They also tried lotteries to win new cars or apartments, and grocery giveaways. However, the ambitious goal of 30 million Russians being vaccinated by June has been halted by a third.

Many regional governments in the country have begun to require workers to be vaccinated. They also require shots for certain business, such as restaurants.

Russia is facing a surge in infections as many Western countries relax coronavirus restrictions, plan to return to normal after mass vaccinations and Russia is fighting the virus. Russia was among the first countries to approve a vaccine in December and the first to begin administering it.

Daily new cases have increased from approximately 9,000 in June to around 17,000 by June 18, and more than 20,000 on Thursdays and Fridays.

Officials blame Russia’s lax attitude towards taking the necessary precautions, and the increasing prevalence of infectious variants. Perhaps the most important factor is the absence of vaccines.

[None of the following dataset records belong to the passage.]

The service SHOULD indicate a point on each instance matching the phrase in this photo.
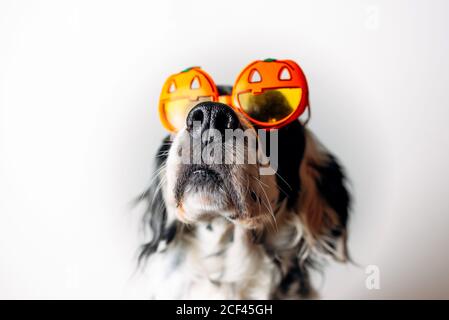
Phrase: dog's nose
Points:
(211, 115)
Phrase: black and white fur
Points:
(228, 233)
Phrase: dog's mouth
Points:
(203, 189)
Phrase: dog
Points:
(223, 231)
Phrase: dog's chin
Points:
(204, 205)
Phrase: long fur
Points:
(221, 259)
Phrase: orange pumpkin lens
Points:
(271, 106)
(175, 111)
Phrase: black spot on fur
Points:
(156, 215)
(331, 185)
(291, 146)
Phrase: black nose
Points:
(211, 115)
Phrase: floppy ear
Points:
(324, 200)
(155, 217)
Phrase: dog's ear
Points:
(324, 200)
(155, 217)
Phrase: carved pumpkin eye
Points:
(195, 84)
(285, 74)
(172, 87)
(254, 76)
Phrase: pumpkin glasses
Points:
(269, 93)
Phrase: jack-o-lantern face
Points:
(271, 92)
(181, 92)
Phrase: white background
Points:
(79, 86)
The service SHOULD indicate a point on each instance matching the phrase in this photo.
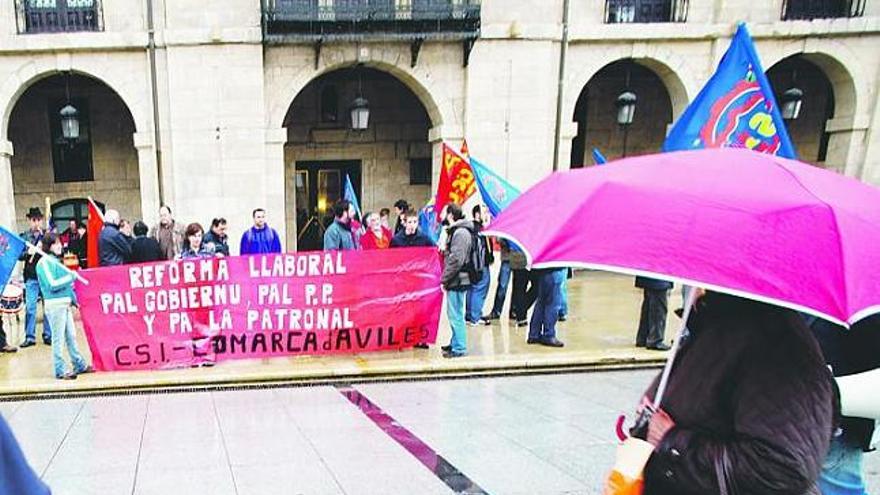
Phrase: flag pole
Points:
(54, 260)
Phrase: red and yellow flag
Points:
(457, 181)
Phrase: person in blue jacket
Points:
(260, 238)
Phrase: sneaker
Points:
(451, 354)
(554, 342)
(86, 370)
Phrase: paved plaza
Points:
(538, 434)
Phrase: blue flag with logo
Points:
(736, 108)
(497, 193)
(349, 195)
(11, 247)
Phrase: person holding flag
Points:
(34, 235)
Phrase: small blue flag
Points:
(11, 247)
(736, 108)
(497, 193)
(350, 196)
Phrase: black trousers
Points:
(652, 324)
(525, 291)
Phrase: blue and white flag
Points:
(736, 108)
(349, 195)
(11, 247)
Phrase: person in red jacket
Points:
(376, 236)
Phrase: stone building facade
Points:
(254, 112)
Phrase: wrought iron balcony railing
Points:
(821, 9)
(640, 11)
(329, 20)
(58, 16)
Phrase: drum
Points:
(12, 300)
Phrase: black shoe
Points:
(450, 354)
(554, 342)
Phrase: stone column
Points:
(148, 176)
(275, 180)
(7, 195)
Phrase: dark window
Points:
(329, 104)
(420, 171)
(58, 16)
(71, 160)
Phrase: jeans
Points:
(563, 294)
(652, 323)
(455, 313)
(61, 317)
(542, 327)
(501, 292)
(477, 297)
(32, 293)
(842, 471)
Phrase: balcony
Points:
(58, 16)
(642, 11)
(357, 20)
(793, 10)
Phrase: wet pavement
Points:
(547, 434)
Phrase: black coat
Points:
(145, 249)
(114, 247)
(751, 380)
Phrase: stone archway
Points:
(595, 113)
(392, 159)
(824, 132)
(105, 162)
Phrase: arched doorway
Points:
(807, 128)
(388, 160)
(596, 113)
(100, 162)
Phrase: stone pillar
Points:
(275, 179)
(7, 194)
(148, 175)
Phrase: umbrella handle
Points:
(667, 369)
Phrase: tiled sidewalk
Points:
(600, 332)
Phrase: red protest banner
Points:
(183, 313)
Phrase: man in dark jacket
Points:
(749, 402)
(144, 249)
(30, 257)
(113, 247)
(456, 279)
(411, 236)
(655, 305)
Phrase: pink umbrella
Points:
(730, 220)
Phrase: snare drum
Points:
(12, 300)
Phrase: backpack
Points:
(477, 256)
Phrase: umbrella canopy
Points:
(731, 220)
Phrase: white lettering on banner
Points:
(297, 265)
(299, 319)
(157, 275)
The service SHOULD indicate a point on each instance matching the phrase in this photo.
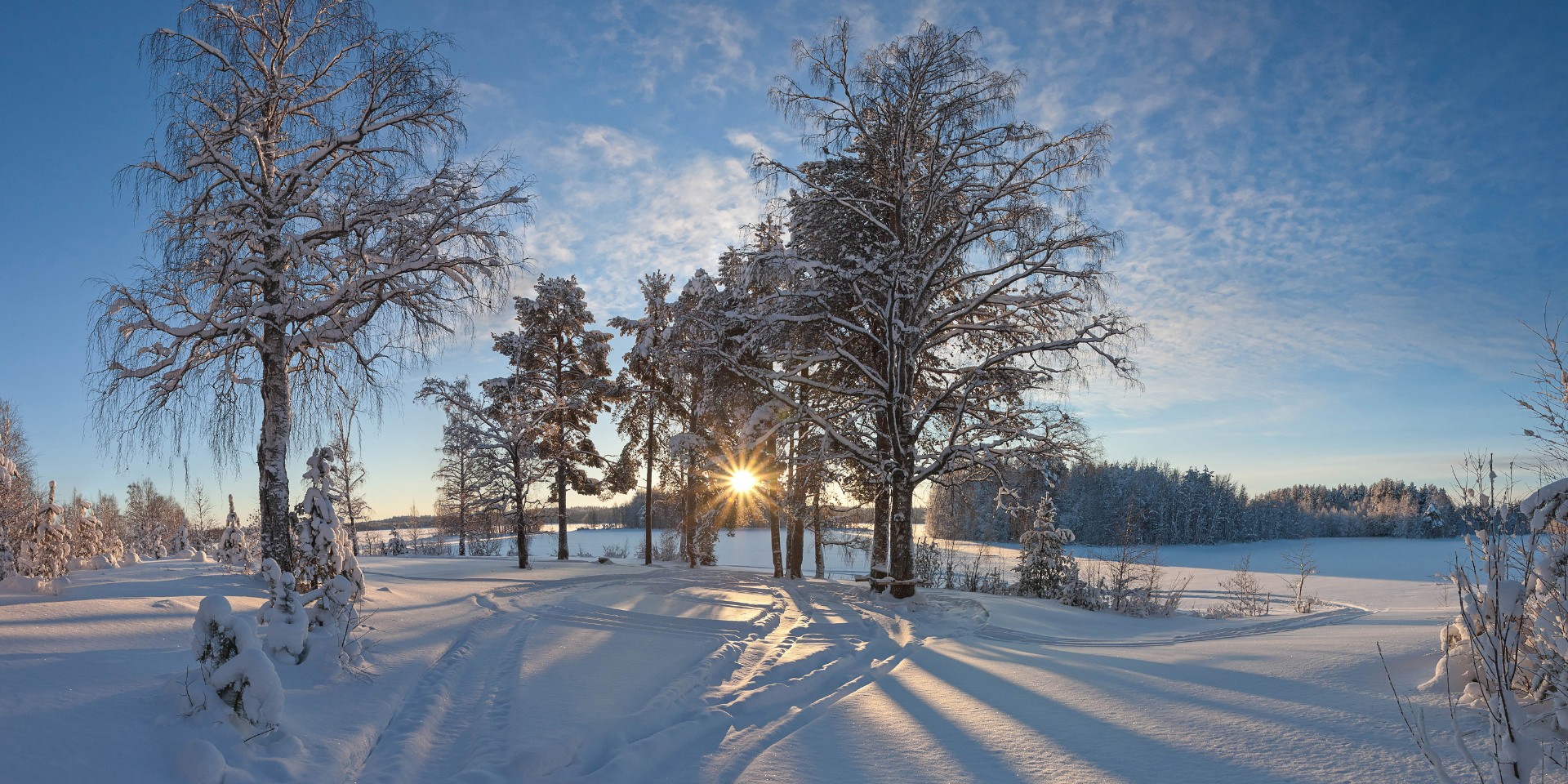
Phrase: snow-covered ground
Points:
(586, 671)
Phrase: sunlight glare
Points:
(742, 482)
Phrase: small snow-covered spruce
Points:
(235, 670)
(283, 615)
(1504, 654)
(231, 546)
(1045, 568)
(182, 540)
(46, 550)
(323, 545)
(1244, 593)
(395, 545)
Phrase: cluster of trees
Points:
(898, 320)
(44, 532)
(1153, 502)
(906, 310)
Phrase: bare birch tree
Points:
(313, 234)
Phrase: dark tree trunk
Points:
(772, 514)
(816, 529)
(901, 537)
(797, 523)
(880, 537)
(688, 518)
(272, 452)
(648, 491)
(521, 521)
(560, 511)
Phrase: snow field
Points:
(584, 671)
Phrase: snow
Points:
(586, 671)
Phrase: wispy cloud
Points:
(617, 206)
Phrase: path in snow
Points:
(560, 683)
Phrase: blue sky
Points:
(1336, 216)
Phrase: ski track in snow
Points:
(808, 647)
(1339, 615)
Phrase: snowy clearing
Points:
(586, 671)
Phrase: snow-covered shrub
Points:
(322, 546)
(1244, 593)
(1508, 653)
(1078, 591)
(1133, 582)
(231, 546)
(235, 670)
(394, 545)
(182, 540)
(336, 618)
(1303, 565)
(93, 543)
(46, 549)
(283, 615)
(1045, 567)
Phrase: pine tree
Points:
(648, 403)
(460, 475)
(564, 369)
(971, 284)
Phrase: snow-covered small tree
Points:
(231, 545)
(395, 545)
(46, 552)
(1045, 567)
(352, 475)
(235, 670)
(182, 540)
(323, 545)
(284, 615)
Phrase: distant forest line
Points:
(1114, 502)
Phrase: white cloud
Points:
(617, 206)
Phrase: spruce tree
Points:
(231, 548)
(564, 368)
(1043, 564)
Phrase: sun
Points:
(742, 480)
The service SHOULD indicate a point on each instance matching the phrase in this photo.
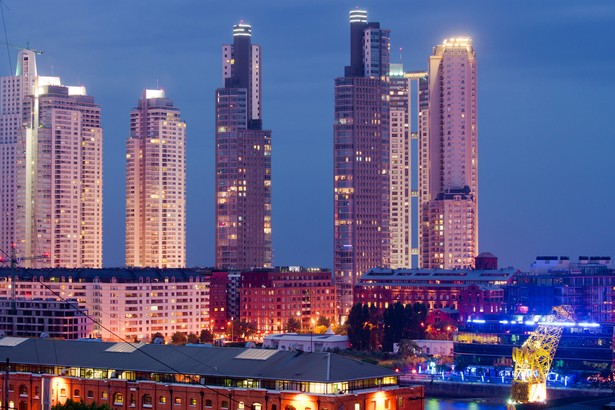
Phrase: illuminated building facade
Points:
(223, 299)
(50, 170)
(588, 285)
(128, 304)
(243, 159)
(39, 317)
(400, 211)
(584, 346)
(164, 377)
(436, 288)
(361, 158)
(156, 184)
(268, 299)
(448, 171)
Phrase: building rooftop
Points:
(190, 360)
(105, 274)
(422, 275)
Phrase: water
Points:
(463, 404)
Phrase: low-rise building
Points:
(44, 318)
(269, 298)
(436, 288)
(306, 342)
(583, 347)
(125, 303)
(148, 376)
(587, 285)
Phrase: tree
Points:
(358, 327)
(240, 329)
(193, 338)
(293, 325)
(179, 338)
(158, 338)
(323, 321)
(74, 405)
(206, 336)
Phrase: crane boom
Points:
(533, 359)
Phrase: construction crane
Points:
(13, 262)
(26, 47)
(533, 359)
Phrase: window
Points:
(118, 399)
(147, 400)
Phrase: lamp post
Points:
(312, 335)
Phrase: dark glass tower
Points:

As of Friday, 21 million people had received at least one shot, which is about 14% of the 146 million population. Figures from earlier this week show that only 16.7 million people, or approximately 11%, have been fully immunized.

Mikhail Murashko, Health Minister, stated that only 0.5% of people who received both doses have contracted COVID-19.

Experts believe that these numbers are due to several factors: the public’s distrust of Russia’s rushed approval and rollout Sputnik V vaccine, a false narrative that Russia had contained its outbreak, criticisms on state TV about other vaccines being dangerous and a weak promotional campaign with incentives like consumer giveaways.

Due to the increase in vaccinations, 18 Russian regions, including Moscow and St. Petersburg, made it mandatory for all employees working in certain industries, including government offices, retail, education, health care and restaurants, to get vaccines this month.

Moscow authorities stated that companies must suspend employees who refuse to get vaccinated and threatened to stop operations temporarily for businesses that fail to meet their goal of at least 60% of staff getting a shot by August 15.

All Moscow cafes, bars, and restaurants will now only accept customers who are vaccinated or have recovered from COVID-19 within the last six months. Officials in the city also restricted elective hospital care to people who have been fully vaccinated, or who can provide proof that they have antibodies to fight off the infection.